Bob Stoops at his best this season



By R.J. Young/The Daily

December 7, 2010


OU coach Bob Stoops, center, celebrates winning his seventh Big 12 Championship with junior linebacker Travis Lewis (28) and OU players after the Sooners’ 23-20 win over Nebraska on Dec. 4, 2010. (Merrill Jones/The Daily)

Dominance in college football could be defined as winning 50 percent of the conference titles.

Since the beginning of the Bob Stoops Era, the Sooners have won seven Big 12 championships, including four of the last five. Stoops is 84-17 in the Big 12 and 7-1 all-time in the Big 12 conference championship game.

The 15-year history of the Big 12 has brought many gorgeous statistics, prime-time players and Hall of Fame coaches, but Stoops’ staggering number of conference titles has to be the most stunning.

Bob Stoops gave the rest of the Big 12’s football coaches a three-year head start to rack up Big 12 championships.

By 2000, Stoops already had won a Big 12 title and a BCS national championship.

What coaches Bill Snyder, Mack Brown and John Blake couldn’t do in the years prior to Stoops’ arrival in Norman, Stoops did in only his second year as the head coach at OU.

That’s not my opinion, just a fact — the man can coach some pigskin.

A case can be made that this was Stoops’ best coaching performance of his 12-year reign as OU’s football czar.


After Sooner great Sam Bradford’s shoulder exploded like a TNT-charged piƱata during an early season showdown with BYU 2009, sophomore quarterback Landry Jones was forced into the role.

I use the word “force” deliberately because that is exactly how Jones looked throughout the rest of that season — ridged, tight, stiff; a square peg being hammered into a round hole.

Stoops had some work to do.

Though Jones showed flashes of brilliance in the latter half of the 2009 season, no one would have predicted he would grow into the precision passer he has.

Jones looked, at times, unflappable when he was sporting the crimson and cream at Oklahoma Memorial Stadium. And true to that form, he is undefeated in every home game he has started as the Sooner’s quarterback.

But on the road ¬— where the crowds are hostile and TV lights seem brightest — Jones struggled for much of the year.

Leave it to Stoops not to lose faith in his quarterback; to keep coaching him up and whispering words of courage, bravery and valor into the ear of the one player he knew he would need in OU’s last two games of the 2010 season.

In the Bedlam game, when the Sooners could only muster 2.7 yards per carry on the ground, Jones exemplified the attributes of the great OU field generals who have come before him.

He passed for a 468 yards and four touchdowns against a team yours truly thought would demolish the Sooners at T. Boone Pickens Stadium.

Mea culpa.

Bedlam turned out to be a dress rehearsal, though. The last Big 12 Conference Championship game — for what we can only guess will be a very long time — pitted OU against the only team in the North that Sooner fans love to hate: Nebraska.

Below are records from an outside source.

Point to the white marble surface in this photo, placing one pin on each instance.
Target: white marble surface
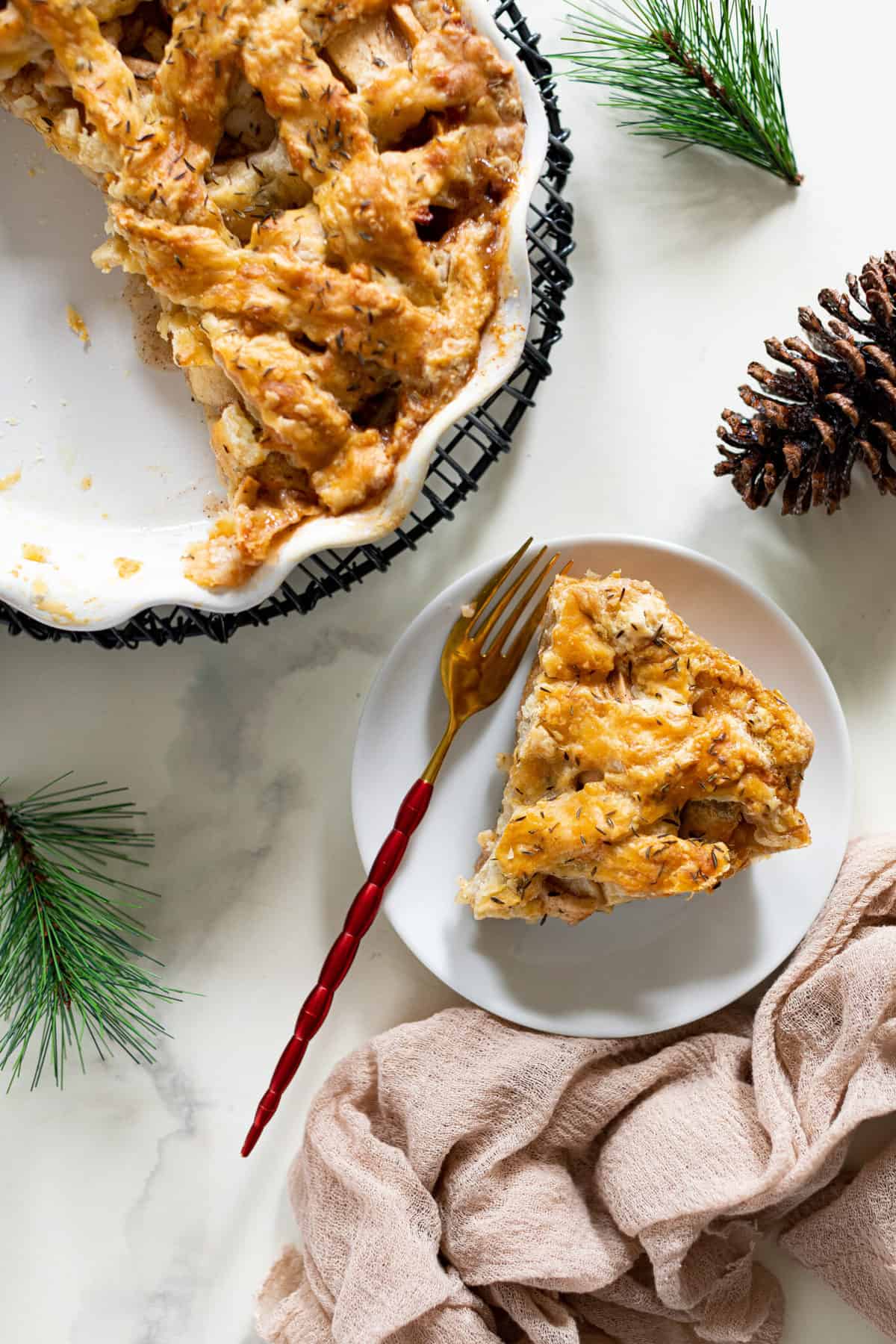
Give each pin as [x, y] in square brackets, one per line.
[128, 1216]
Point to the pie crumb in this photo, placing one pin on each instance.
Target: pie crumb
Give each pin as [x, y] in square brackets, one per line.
[78, 326]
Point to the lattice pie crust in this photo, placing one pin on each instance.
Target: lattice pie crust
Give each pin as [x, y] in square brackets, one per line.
[648, 764]
[316, 193]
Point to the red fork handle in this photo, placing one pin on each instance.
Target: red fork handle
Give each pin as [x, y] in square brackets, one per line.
[361, 917]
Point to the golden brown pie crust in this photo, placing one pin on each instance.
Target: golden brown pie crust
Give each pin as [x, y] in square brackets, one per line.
[316, 191]
[648, 764]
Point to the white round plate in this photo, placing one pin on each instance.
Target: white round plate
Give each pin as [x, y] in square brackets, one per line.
[104, 458]
[652, 964]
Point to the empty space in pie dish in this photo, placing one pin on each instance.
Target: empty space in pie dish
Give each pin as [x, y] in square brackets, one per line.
[107, 477]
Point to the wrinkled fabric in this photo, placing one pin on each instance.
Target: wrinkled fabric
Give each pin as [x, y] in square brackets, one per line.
[464, 1180]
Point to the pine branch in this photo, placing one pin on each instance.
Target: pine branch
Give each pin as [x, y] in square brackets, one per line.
[70, 962]
[694, 72]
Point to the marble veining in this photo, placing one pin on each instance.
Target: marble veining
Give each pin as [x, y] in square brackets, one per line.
[128, 1216]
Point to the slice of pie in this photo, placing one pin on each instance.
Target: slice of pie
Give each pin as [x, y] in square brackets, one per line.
[316, 193]
[648, 764]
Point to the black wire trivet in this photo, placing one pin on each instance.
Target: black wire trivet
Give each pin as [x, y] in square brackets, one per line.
[462, 455]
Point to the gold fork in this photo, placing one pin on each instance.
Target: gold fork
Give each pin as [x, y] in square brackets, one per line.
[476, 670]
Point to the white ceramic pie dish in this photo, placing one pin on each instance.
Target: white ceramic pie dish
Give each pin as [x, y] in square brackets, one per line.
[104, 458]
[653, 964]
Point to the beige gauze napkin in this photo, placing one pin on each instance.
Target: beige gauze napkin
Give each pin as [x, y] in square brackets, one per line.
[464, 1180]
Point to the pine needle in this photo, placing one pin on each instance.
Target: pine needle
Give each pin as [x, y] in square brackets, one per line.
[692, 72]
[72, 968]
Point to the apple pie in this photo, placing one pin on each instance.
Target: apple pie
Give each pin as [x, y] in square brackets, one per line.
[648, 764]
[316, 191]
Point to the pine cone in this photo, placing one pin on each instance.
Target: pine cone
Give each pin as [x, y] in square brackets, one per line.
[835, 405]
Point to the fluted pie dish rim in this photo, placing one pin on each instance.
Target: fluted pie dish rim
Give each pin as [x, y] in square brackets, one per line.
[84, 588]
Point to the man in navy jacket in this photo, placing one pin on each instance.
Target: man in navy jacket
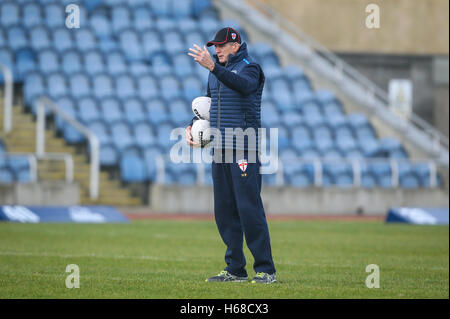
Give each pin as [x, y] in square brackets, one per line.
[235, 85]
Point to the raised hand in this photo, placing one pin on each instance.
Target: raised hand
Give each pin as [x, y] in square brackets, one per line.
[202, 57]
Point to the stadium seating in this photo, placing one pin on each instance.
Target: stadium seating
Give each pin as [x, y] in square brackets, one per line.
[126, 75]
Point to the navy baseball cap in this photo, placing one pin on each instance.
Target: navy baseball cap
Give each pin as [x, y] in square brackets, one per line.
[225, 35]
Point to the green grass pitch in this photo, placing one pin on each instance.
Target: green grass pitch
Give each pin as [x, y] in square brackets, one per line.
[171, 259]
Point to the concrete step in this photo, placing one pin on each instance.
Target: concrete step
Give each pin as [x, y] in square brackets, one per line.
[112, 201]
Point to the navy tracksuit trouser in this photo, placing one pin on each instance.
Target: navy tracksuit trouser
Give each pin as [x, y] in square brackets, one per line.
[239, 212]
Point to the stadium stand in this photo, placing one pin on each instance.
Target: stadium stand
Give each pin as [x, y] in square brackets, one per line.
[125, 75]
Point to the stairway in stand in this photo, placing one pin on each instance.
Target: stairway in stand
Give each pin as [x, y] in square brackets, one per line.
[22, 139]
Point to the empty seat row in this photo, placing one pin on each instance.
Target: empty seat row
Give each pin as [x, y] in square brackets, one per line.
[101, 87]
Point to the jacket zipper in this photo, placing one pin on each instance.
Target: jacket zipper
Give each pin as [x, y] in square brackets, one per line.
[218, 102]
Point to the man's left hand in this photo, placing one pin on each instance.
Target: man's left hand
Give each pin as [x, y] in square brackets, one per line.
[202, 57]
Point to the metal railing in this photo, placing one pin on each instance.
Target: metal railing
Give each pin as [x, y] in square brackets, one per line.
[352, 82]
[8, 97]
[33, 163]
[318, 164]
[356, 168]
[94, 144]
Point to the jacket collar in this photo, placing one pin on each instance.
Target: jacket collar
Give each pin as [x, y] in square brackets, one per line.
[240, 55]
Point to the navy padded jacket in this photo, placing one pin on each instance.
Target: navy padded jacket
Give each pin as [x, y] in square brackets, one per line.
[236, 90]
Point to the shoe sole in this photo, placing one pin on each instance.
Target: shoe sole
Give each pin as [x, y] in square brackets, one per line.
[237, 280]
[265, 283]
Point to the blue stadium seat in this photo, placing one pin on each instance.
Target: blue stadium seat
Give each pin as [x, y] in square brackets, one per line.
[341, 173]
[150, 155]
[107, 45]
[143, 134]
[17, 38]
[68, 105]
[63, 40]
[409, 181]
[160, 8]
[18, 162]
[194, 37]
[323, 145]
[161, 64]
[269, 114]
[170, 88]
[139, 68]
[180, 113]
[183, 65]
[147, 87]
[133, 111]
[34, 86]
[54, 16]
[125, 87]
[163, 131]
[71, 135]
[173, 43]
[192, 87]
[199, 7]
[346, 143]
[288, 156]
[121, 135]
[368, 146]
[110, 110]
[23, 175]
[93, 63]
[209, 26]
[354, 153]
[71, 63]
[284, 137]
[389, 146]
[310, 153]
[40, 38]
[157, 111]
[100, 25]
[2, 39]
[116, 63]
[130, 45]
[100, 129]
[131, 151]
[142, 19]
[10, 14]
[365, 132]
[151, 42]
[382, 172]
[85, 40]
[103, 86]
[182, 9]
[25, 62]
[87, 110]
[48, 62]
[331, 152]
[187, 25]
[109, 155]
[292, 118]
[165, 24]
[132, 169]
[284, 100]
[7, 59]
[80, 85]
[301, 138]
[6, 175]
[120, 18]
[56, 85]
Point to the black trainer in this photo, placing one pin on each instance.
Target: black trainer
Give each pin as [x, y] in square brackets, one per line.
[225, 276]
[264, 278]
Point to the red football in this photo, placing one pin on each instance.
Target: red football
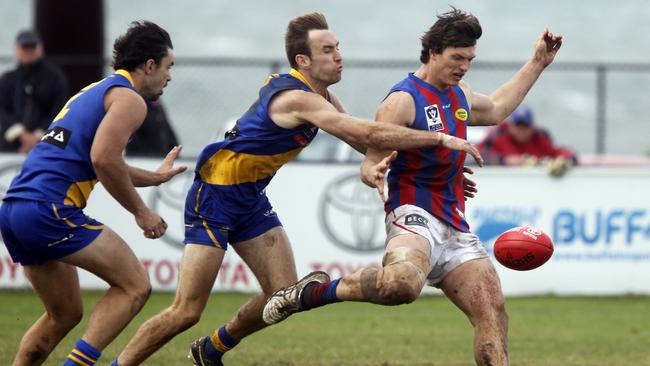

As fate would have it, the contest between the Cornhuskers and Sooners would be the last great installment in the 98-year history of this rivalry.

Not since Tom Osborne and Barry Switzer were coaching on either side of this rivalry were the stakes so high.

Yes, the Sooners stumbled out of the blocks in the first half. Yes, their actions on the field caused some OU fans to wonder aloud, “Have they forgotten how to play football?”

But Stoops knew what he had. He knew what his team was capable of , and — most importantly — the kind of leader and passer his quarterback has grown to become.

The Sooners beat a better, more talented Nebraska football team on Saturday.

Maybe they beat Nebraska because they wanted it more. Maybe it was because Mr. Momentum suddenly became a Sooner fan.

But I believe it was because of one man — Bob Stoops — who outdid himself this season to get his team this far.

And don’t let anyone tell you differently.